Regardless of the underlying cause, current conditions have led to an increase in unionization by healthcare workers in the United States, expanding the scope of institutions that may be affected by strikes. Efforts led by the US Committee of Interns and Residents and the Doctors Council, which are affiliates of the Service Employees International Union (SEIU), have helped residents at large training hospitals such as Mass General Brigham and physicians at large health systems such as Alina Health to form their own unions.17,18 Increased unionization and strike activity mean that more hospitals should expect to face operational consequences if negotiations are unsuccessful.
The consequences of such strikes could include appointment cancellations, delayed access to care, increased costs, and reduced quality of care. Impacts can also extend beyond the healthcare facilities directly affected by a strike to include hospitals nearby, which might receive increased quantities of patients. The evidence for some of these consequences is mixed. For example, a review of the literature on doctors’ strikes and mortality showed that mortality stayed constant or decreased during strikes but noted that explanatory factors could include the reassignment of staff, maintenance of emergency care capabilities, and curtailment of elective surgeries, which may carry risk. 19 Similar studies have repeated these findings, with emphasis on the importance of continued emergency care as a potential mitigating factor20,21 while others have shown little impact on patient morbidity 22 and reiterated that they did not show significant increases in mortality during strikes, regardless of the striking profession, country, duration, or number of facilities. 23
In contrast, 1 study of nursing strikes in New York State suggested that in-hospital mortality grew by 19.4% and hospital readmissions grew by 6.5% during strikes, with additional notes that replacement workers did not improve outcomes compared with hospitals that hired no replacements and that sicker patients consistently fared worse during strikes. 24 Still, a scoping review concluded that the impacts of strikes can vary, with overall mixed results dependent upon affected services and with the note that patient behaviors in response to strike actions could not be deciphered from the literature. 25
Concerns about the outcomes of healthcare strikes on patient outcomes have generated discussions about whether it is ethical for providers, who may have a perceived duty to “do no harm” to their patients, are justified in striking.26-28 One proposed framework, for example, concluded that strike action is justifiable if (1) demands or grievances pertain to unfairness or health threats and (2) strike risks are proportionate to demands, along with considering characteristics and sociopolitical context around the strike. 29 Other perspectives have offered advice to both striking providers and employers on how to balance a fundamental right to strike with the needs of patients, such as encouraging workers to make realistic demands and suggesting that employers offer timely collective bargaining agreements while avoiding mass firing or excessive disciplinary actions. 26 The experience of striking providers is yet another area of exploration in the literature, with at least 1 study interviewing junior doctors in England's National Health Service about a 2015-2016 contract dispute, finding that strikes led to a reworking of their professional identity, and outlining 3 “identity threat alleviation” strategies that doctors constructed. 30
While the consequences of strikes can vary, alongside their causes, politics, and ethics, they will generally cause some disruption to normal operations, and the more pertinent discussion for the emergency management communities is how to prepare for and respond to such strikes. This point is especially critical given the aforementioned assessment that emergency care continuity is a significant mitigating factor when it comes to morbidity and mortality risks during strikes. In this article, we propose a strike planning template (see Supplemental Materials, www.liebertpub.com/doi/suppl/10.1089/hs.2024.0095) for hospitals to use when facing a provider strike of any kind, using insights gleaned from the management of a resident physician strike in a hospital of New York City’s municipal hospital system.

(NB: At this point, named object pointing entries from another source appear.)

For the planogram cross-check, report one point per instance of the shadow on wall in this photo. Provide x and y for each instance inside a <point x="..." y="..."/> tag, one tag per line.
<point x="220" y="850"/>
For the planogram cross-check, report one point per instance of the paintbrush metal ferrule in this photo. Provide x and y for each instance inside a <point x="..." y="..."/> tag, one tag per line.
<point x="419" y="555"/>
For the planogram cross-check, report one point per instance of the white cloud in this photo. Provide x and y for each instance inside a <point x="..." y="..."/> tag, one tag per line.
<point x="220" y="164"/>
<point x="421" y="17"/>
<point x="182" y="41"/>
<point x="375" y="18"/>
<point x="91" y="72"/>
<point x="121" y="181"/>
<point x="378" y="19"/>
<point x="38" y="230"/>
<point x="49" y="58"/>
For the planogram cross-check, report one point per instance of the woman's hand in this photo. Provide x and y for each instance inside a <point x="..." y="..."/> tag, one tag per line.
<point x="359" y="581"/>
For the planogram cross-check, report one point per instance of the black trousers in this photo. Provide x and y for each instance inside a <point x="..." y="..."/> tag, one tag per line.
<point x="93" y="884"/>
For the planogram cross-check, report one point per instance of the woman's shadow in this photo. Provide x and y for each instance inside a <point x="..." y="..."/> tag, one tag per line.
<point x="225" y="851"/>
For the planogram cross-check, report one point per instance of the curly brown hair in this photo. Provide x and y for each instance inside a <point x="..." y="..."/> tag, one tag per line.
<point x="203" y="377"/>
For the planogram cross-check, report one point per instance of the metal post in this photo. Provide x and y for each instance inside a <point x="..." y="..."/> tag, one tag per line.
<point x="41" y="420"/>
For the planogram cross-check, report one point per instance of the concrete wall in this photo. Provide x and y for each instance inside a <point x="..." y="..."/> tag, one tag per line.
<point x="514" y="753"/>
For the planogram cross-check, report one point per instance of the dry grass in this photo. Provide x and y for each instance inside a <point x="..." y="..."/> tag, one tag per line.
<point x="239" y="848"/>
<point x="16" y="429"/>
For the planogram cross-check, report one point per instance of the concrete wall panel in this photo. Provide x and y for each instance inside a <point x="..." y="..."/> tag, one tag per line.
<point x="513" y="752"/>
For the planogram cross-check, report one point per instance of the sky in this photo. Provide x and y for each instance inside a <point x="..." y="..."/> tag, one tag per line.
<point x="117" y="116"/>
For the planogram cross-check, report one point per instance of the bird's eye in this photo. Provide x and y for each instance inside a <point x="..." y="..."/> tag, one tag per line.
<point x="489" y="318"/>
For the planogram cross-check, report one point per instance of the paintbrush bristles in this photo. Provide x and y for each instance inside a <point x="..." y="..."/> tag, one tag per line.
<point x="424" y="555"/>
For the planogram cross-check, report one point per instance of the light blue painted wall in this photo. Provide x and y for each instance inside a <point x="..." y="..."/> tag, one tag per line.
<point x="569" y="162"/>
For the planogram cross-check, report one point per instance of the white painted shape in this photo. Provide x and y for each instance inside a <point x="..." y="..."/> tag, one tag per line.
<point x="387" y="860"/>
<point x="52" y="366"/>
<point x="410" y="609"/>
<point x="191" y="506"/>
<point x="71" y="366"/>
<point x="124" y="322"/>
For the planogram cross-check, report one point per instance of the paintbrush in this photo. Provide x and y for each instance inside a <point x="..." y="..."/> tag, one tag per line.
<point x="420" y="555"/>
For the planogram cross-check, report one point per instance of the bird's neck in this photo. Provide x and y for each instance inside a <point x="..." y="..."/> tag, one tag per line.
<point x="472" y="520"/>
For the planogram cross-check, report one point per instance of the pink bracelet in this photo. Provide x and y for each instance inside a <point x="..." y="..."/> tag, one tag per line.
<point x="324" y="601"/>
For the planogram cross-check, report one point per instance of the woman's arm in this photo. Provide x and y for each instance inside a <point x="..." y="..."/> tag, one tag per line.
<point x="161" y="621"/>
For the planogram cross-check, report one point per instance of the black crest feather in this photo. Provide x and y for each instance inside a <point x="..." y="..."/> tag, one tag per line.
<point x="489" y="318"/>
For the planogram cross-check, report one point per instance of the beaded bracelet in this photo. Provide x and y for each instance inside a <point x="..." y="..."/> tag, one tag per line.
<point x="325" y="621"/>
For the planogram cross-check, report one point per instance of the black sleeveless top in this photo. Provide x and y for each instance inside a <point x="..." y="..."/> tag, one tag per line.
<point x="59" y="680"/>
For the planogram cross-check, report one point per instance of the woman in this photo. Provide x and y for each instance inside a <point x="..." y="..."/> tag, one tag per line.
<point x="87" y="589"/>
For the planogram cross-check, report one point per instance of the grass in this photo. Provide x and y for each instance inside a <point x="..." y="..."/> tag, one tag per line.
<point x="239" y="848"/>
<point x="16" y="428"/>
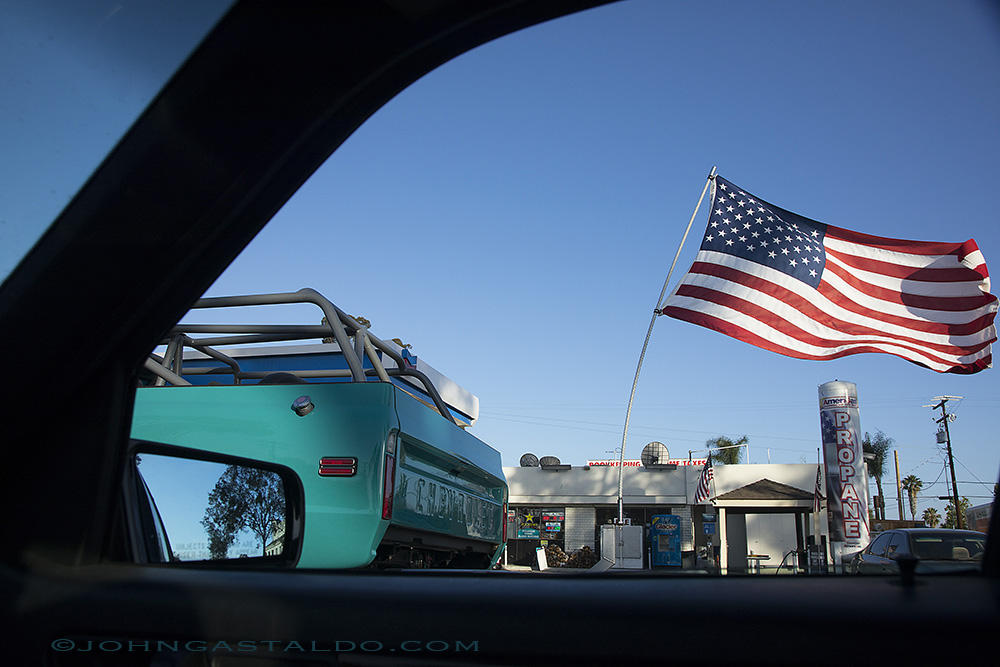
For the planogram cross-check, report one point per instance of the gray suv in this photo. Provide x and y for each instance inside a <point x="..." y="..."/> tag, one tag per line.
<point x="934" y="549"/>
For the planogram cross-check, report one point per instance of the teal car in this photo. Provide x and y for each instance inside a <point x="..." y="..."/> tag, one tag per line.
<point x="378" y="467"/>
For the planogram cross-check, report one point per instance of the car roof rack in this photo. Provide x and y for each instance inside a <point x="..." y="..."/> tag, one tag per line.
<point x="352" y="337"/>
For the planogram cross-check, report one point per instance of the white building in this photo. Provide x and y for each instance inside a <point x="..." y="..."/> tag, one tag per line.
<point x="756" y="510"/>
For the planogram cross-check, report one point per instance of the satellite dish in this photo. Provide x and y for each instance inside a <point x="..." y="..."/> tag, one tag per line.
<point x="654" y="453"/>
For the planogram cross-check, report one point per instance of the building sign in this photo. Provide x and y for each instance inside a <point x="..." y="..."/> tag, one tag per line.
<point x="636" y="463"/>
<point x="847" y="503"/>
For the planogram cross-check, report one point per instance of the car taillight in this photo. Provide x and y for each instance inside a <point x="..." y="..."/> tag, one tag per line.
<point x="388" y="486"/>
<point x="504" y="536"/>
<point x="338" y="466"/>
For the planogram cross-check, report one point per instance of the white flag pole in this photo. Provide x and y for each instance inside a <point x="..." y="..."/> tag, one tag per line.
<point x="645" y="344"/>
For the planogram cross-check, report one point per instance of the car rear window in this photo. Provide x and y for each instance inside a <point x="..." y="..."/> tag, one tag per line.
<point x="948" y="547"/>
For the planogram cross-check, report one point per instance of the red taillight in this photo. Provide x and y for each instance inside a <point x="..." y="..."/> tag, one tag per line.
<point x="338" y="466"/>
<point x="388" y="486"/>
<point x="504" y="537"/>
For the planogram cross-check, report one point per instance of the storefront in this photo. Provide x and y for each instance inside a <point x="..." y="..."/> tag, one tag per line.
<point x="767" y="508"/>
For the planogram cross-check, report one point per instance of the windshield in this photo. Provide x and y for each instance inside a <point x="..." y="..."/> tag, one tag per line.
<point x="484" y="253"/>
<point x="75" y="76"/>
<point x="535" y="189"/>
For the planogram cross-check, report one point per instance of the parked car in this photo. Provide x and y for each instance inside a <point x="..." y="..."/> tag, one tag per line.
<point x="934" y="549"/>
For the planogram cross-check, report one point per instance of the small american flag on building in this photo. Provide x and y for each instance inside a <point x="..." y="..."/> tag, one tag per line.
<point x="703" y="493"/>
<point x="818" y="489"/>
<point x="809" y="290"/>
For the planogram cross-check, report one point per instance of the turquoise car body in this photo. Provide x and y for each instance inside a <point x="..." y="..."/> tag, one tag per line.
<point x="448" y="488"/>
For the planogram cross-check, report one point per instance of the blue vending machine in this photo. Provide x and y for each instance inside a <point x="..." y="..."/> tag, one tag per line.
<point x="665" y="540"/>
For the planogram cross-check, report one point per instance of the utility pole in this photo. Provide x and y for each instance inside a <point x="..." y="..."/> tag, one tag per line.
<point x="945" y="418"/>
<point x="899" y="487"/>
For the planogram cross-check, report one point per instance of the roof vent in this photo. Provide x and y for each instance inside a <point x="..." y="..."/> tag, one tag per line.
<point x="655" y="453"/>
<point x="529" y="460"/>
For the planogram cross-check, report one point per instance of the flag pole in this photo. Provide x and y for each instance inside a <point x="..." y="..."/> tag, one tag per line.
<point x="642" y="355"/>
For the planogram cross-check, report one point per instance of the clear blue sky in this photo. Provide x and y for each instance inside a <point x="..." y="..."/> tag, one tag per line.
<point x="512" y="214"/>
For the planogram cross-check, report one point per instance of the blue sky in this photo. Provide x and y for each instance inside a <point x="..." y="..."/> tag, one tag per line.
<point x="513" y="213"/>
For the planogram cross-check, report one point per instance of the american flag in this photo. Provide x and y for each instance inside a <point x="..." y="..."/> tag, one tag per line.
<point x="818" y="490"/>
<point x="809" y="290"/>
<point x="703" y="493"/>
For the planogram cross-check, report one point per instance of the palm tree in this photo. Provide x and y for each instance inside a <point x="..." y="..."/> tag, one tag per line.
<point x="879" y="446"/>
<point x="912" y="485"/>
<point x="726" y="451"/>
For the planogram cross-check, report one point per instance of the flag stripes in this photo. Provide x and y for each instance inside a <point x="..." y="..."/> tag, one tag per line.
<point x="813" y="291"/>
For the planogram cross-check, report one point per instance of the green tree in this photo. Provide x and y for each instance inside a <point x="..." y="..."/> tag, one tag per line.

Background: Residents’ Strike at NYC H+ H/ ELMHURST
The leadership of the Committee for Interns and Residents informed Mount Sinai that the NYC Health + Hospitals (H+H)/Elmhurst resident strike would begin at 7
Six Core Strategies
Strike Aversion and Planning
The first and most impactful strategy for responding to a strike is to avert the strike while still preparing for it to occur. For example, while 34,000 healthcare workers went on strike in 2022 in the United States, approximately 58,300 more threatened to strike before they were averted with settlements, excluding smaller strikes not tracked by the US Bureau of Labor Statistics.15,34 In NYC, a strike by Mount Sinai Morningside and West residents was previously averted after 6 months, but a nursing strike at Mount Sinai Hospital and the resident strike at NYC H+H/Elmhurst were not averted. 35 By engaging in negotiations, the hospital can potentially avoid any impacts on patient care or provider experiences, in addition to potentially saving costs if compliance with strike demands is less expensive than the costs of responding to a strike.
In the case of the strike at NYC H+H/Elmhurst, the hospital was not a primary party in the negotiations because the negotiations were between the residents and Mount Sinai. However, the second aspect of this strategy is preplanning for a potential strike, as COEM and NYC H+H/Elmhurst’s leadership team did throughout negotiations. Such planning began on May 2, 2023, when rumors began spreading that a house staff labor action was possible before 10 days’ notice was formally given on May 12, 2023. After an initial gathering of the hospital’s Medical Executive Board Committee with the service line directors, the preplanning stage consisted of daily meetings between the deputy chief medical officer at NYC H+H/Elmhurst, who served as the eventual incident command center lead, and the COEM senior director of clinical operations. The small size of these meetings was essential to create a skeleton framework plan to build on as more individuals were engaged and as the prospect of a strike approached.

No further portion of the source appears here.